Szacuje się, że większość z nich, około 460 osób, wystąpiło już z wnioskiem do ratusza o zamianę kary finansowej na prace społeczne.
Zazwyczaj stołeczny ratusz pozytywnie rozpatruje wnioski osób przyłapanych na oddawaniu moczu na ulicy. W zamian za grzywnę muszą oni, przez co najmniej trzy kolejne weekendy stawić się rano w jednej ze spółek sprzątających miasto, aby “odpokutować” swój występek.
Nowe przepisy wymuszające na policji szybkie interweniowanie wobec osób zaśmiecających miejsca publiczne zostały wprowadzone w styczniu ub.r. Stołeczni urzędnicy twierdzą, że dzięki tej regulacji pojawiło się nowe źródło dochodów dla madryckiego budżetu.

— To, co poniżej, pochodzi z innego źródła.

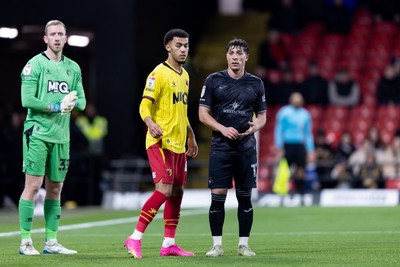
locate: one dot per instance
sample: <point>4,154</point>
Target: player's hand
<point>193,148</point>
<point>68,103</point>
<point>252,129</point>
<point>230,133</point>
<point>154,129</point>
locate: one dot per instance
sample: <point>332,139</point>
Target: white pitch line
<point>195,212</point>
<point>99,223</point>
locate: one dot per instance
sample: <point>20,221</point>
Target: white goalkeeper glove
<point>68,103</point>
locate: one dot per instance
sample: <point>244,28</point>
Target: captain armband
<point>144,108</point>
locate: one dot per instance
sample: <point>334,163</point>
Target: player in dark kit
<point>232,104</point>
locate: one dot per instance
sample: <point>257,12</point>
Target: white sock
<point>217,240</point>
<point>24,241</point>
<point>243,240</point>
<point>137,235</point>
<point>168,241</point>
<point>51,241</point>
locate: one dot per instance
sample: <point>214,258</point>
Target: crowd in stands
<point>346,64</point>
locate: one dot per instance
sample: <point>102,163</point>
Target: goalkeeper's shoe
<point>175,250</point>
<point>215,251</point>
<point>244,250</point>
<point>134,247</point>
<point>27,248</point>
<point>53,247</point>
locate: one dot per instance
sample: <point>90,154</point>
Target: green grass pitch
<point>302,236</point>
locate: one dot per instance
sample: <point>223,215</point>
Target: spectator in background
<point>315,87</point>
<point>363,157</point>
<point>387,91</point>
<point>391,159</point>
<point>376,141</point>
<point>294,139</point>
<point>370,176</point>
<point>345,147</point>
<point>338,18</point>
<point>343,90</point>
<point>285,17</point>
<point>340,176</point>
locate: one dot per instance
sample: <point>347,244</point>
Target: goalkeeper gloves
<point>68,103</point>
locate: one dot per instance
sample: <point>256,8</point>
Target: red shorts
<point>167,166</point>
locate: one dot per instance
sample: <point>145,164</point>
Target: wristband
<point>54,108</point>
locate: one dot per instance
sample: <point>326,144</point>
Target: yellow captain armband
<point>145,107</point>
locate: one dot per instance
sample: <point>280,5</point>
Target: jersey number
<point>64,163</point>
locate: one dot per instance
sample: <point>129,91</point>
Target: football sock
<point>26,209</point>
<point>52,215</point>
<point>245,211</point>
<point>172,211</point>
<point>216,214</point>
<point>137,235</point>
<point>149,210</point>
<point>243,240</point>
<point>168,242</point>
<point>217,240</point>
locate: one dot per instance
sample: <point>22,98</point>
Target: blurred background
<point>315,47</point>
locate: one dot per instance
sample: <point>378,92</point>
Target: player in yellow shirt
<point>164,110</point>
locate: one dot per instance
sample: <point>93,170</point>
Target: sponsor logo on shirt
<point>234,106</point>
<point>57,87</point>
<point>178,97</point>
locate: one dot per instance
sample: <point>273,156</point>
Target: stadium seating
<point>365,51</point>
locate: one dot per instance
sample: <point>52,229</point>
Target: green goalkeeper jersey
<point>45,82</point>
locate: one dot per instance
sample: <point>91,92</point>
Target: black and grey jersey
<point>233,103</point>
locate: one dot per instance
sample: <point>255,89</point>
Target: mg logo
<point>57,86</point>
<point>177,97</point>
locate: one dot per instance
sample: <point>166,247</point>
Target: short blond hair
<point>52,23</point>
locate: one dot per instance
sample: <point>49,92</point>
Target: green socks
<point>25,208</point>
<point>52,215</point>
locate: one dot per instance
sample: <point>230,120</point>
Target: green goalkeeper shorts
<point>41,158</point>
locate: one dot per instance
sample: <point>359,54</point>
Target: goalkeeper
<point>51,88</point>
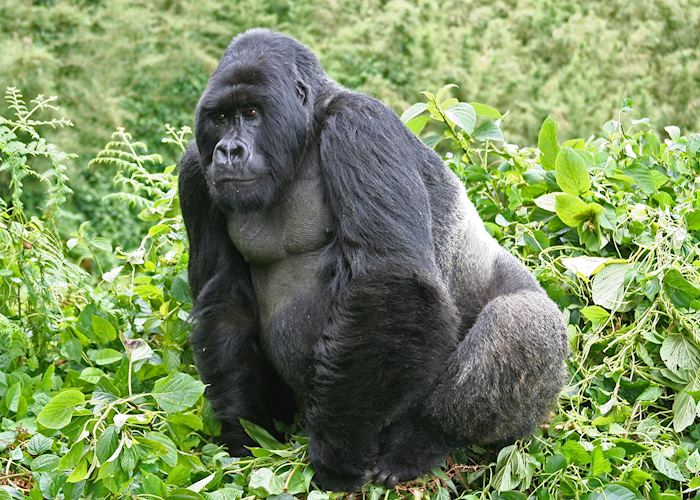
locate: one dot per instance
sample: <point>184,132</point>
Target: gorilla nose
<point>231,152</point>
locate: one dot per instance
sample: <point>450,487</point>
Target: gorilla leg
<point>380,357</point>
<point>505,374</point>
<point>410,447</point>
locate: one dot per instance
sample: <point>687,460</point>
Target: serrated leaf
<point>463,115</point>
<point>571,172</point>
<point>59,410</point>
<point>177,392</point>
<point>547,143</point>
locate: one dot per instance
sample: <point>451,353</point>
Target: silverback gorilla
<point>338,268</point>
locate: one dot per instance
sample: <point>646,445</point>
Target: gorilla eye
<point>250,112</point>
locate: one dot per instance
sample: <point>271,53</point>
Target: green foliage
<point>100,398</point>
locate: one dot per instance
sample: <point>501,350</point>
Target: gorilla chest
<point>282,246</point>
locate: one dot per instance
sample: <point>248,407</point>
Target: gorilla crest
<point>339,269</point>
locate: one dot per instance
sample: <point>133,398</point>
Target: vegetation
<point>99,396</point>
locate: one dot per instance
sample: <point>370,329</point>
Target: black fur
<point>338,268</point>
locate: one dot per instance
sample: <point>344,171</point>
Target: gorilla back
<point>338,268</point>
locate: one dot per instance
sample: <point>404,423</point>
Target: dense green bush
<point>99,396</point>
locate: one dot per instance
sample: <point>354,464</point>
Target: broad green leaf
<point>595,314</point>
<point>107,356</point>
<point>666,467</point>
<point>59,410</point>
<point>107,444</point>
<point>681,292</point>
<point>575,453</point>
<point>488,131</point>
<point>677,352</point>
<point>463,115</point>
<point>38,444</point>
<point>45,463</point>
<point>599,464</point>
<point>608,287</point>
<point>103,330</point>
<point>693,220</point>
<point>547,143</point>
<point>91,375</point>
<point>261,436</point>
<point>413,111</point>
<point>137,349</point>
<point>486,111</point>
<point>584,265</point>
<point>177,392</point>
<point>263,483</point>
<point>13,396</point>
<point>614,492</point>
<point>162,445</point>
<point>573,211</point>
<point>571,172</point>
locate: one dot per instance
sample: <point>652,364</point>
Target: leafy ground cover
<point>99,397</point>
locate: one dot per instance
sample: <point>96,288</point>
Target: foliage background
<point>98,393</point>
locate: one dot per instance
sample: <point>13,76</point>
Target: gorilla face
<point>251,129</point>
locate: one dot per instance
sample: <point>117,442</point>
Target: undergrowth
<point>99,394</point>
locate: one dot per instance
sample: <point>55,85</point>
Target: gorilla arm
<point>225,336</point>
<point>392,322</point>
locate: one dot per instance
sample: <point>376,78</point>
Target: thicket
<point>99,396</point>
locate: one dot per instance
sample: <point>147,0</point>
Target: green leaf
<point>263,483</point>
<point>107,356</point>
<point>107,444</point>
<point>573,211</point>
<point>547,143</point>
<point>666,467</point>
<point>91,375</point>
<point>575,453</point>
<point>463,115</point>
<point>486,111</point>
<point>599,464</point>
<point>571,172</point>
<point>608,287</point>
<point>614,492</point>
<point>413,111</point>
<point>681,292</point>
<point>693,220</point>
<point>177,392</point>
<point>488,131</point>
<point>38,444</point>
<point>103,330</point>
<point>45,463</point>
<point>162,445</point>
<point>59,410</point>
<point>261,436</point>
<point>595,314</point>
<point>13,396</point>
<point>677,352</point>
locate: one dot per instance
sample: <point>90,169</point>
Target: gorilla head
<point>250,135</point>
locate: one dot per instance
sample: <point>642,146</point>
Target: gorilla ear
<point>302,91</point>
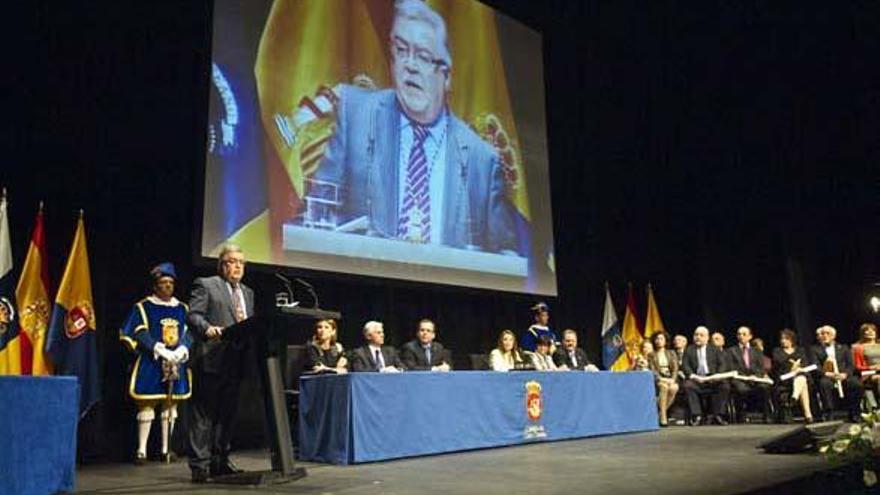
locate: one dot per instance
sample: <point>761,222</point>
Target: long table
<point>363,417</point>
<point>38,431</point>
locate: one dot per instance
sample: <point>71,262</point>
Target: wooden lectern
<point>268,336</point>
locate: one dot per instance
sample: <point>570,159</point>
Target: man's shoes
<point>199,476</point>
<point>717,420</point>
<point>224,467</point>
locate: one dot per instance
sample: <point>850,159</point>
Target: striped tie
<point>415,213</point>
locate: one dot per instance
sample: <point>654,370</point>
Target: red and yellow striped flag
<point>653,323</point>
<point>632,336</point>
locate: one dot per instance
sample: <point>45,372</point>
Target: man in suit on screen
<point>424,353</point>
<point>216,303</point>
<point>405,163</point>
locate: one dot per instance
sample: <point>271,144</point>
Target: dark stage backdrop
<point>718,150</point>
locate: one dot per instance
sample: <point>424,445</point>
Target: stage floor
<point>675,460</point>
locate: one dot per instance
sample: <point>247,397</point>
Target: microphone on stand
<point>286,281</point>
<point>309,289</point>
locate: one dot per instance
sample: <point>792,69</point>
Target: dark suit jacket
<point>736,362</point>
<point>413,356</point>
<point>561,357</point>
<point>362,359</point>
<point>714,360</point>
<point>817,355</point>
<point>671,359</point>
<point>210,304</point>
<point>363,159</point>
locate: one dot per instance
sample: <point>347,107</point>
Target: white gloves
<point>160,351</point>
<point>181,354</point>
<point>177,356</point>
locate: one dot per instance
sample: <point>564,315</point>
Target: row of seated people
<point>840,374</point>
<point>424,353</point>
<point>690,368</point>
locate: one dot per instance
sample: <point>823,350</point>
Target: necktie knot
<point>414,223</point>
<point>420,133</point>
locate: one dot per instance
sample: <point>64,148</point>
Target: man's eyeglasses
<point>422,57</point>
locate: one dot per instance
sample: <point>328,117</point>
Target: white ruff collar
<point>171,303</point>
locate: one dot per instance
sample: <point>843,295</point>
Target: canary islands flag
<point>71,342</point>
<point>612,345</point>
<point>10,341</point>
<point>632,337</point>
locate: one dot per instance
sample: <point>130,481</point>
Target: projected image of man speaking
<point>403,165</point>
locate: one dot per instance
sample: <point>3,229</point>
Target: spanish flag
<point>10,336</point>
<point>653,323</point>
<point>632,337</point>
<point>310,47</point>
<point>71,342</point>
<point>32,294</point>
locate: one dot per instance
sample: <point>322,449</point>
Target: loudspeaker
<point>801,439</point>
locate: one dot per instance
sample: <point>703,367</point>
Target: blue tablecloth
<point>362,417</point>
<point>38,419</point>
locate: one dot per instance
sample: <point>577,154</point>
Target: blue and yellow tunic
<point>153,320</point>
<point>530,338</point>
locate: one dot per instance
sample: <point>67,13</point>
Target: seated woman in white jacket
<point>506,355</point>
<point>542,359</point>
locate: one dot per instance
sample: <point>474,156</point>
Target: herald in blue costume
<point>156,331</point>
<point>539,329</point>
<point>152,321</point>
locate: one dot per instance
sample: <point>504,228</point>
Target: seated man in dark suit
<point>702,360</point>
<point>423,353</point>
<point>827,354</point>
<point>570,356</point>
<point>748,361</point>
<point>374,355</point>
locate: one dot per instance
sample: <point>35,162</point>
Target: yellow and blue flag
<point>10,340</point>
<point>612,343</point>
<point>71,342</point>
<point>34,305</point>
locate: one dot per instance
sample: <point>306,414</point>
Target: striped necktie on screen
<point>236,303</point>
<point>415,213</point>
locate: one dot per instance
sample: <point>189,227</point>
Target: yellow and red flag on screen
<point>632,336</point>
<point>71,341</point>
<point>10,335</point>
<point>653,323</point>
<point>32,295</point>
<point>310,47</point>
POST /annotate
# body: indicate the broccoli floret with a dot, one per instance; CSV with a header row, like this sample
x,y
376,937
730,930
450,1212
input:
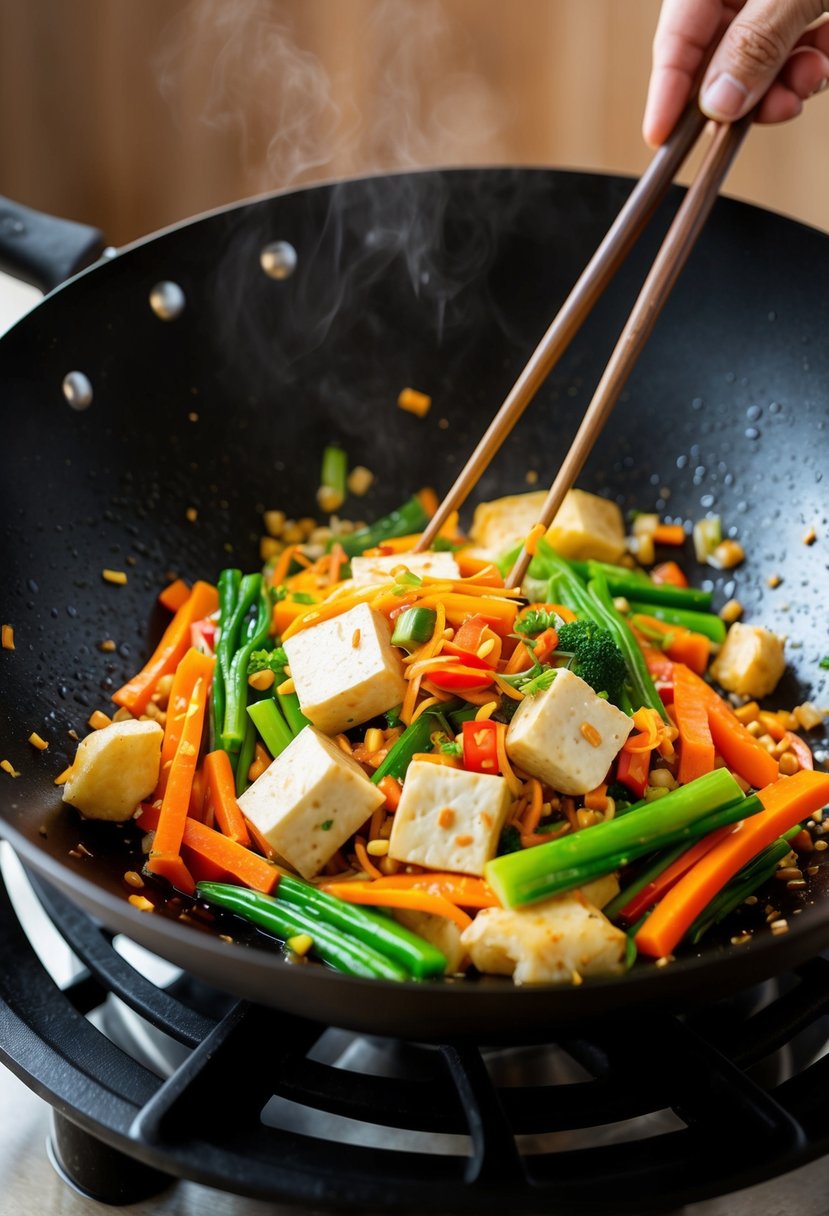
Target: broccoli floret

Kary w Madrycie nie należą do najniższych. Osoba przyłapana w miejscach publicznych na oddawaniu moczu, wyrzucaniu śmieci, czy malowaniu murali musi zapłacić 751 euro. Równie surowa jest grzywna dla właścicieli psów, którzy nie sprzątają z ulic odchodów swoich pupili.
W ostatnich latach niektóre duże miasta w Europie wprowadziły podobne, a nawet bardziej restrykcyjne zakazy. Na przykład w 2014 r. władze Londynu zakazały plucia na ulicę. Przyjęta wówczas regulacja przewiduje, że osoby przyłapane na pluciu w miejscu publicznym zapłacą karę w wysokości 80 funtów.
Wcześniej podobne przepisy wprowadzili samorządowcy z Porto. W 2012 r. ratusz portugalskiego miasta zatwierdził regulacje karzące przechodniów za plucie na terenie miasta, sikanie poza szaletami miejskimi, a także za mycie pojazdów na ulicy.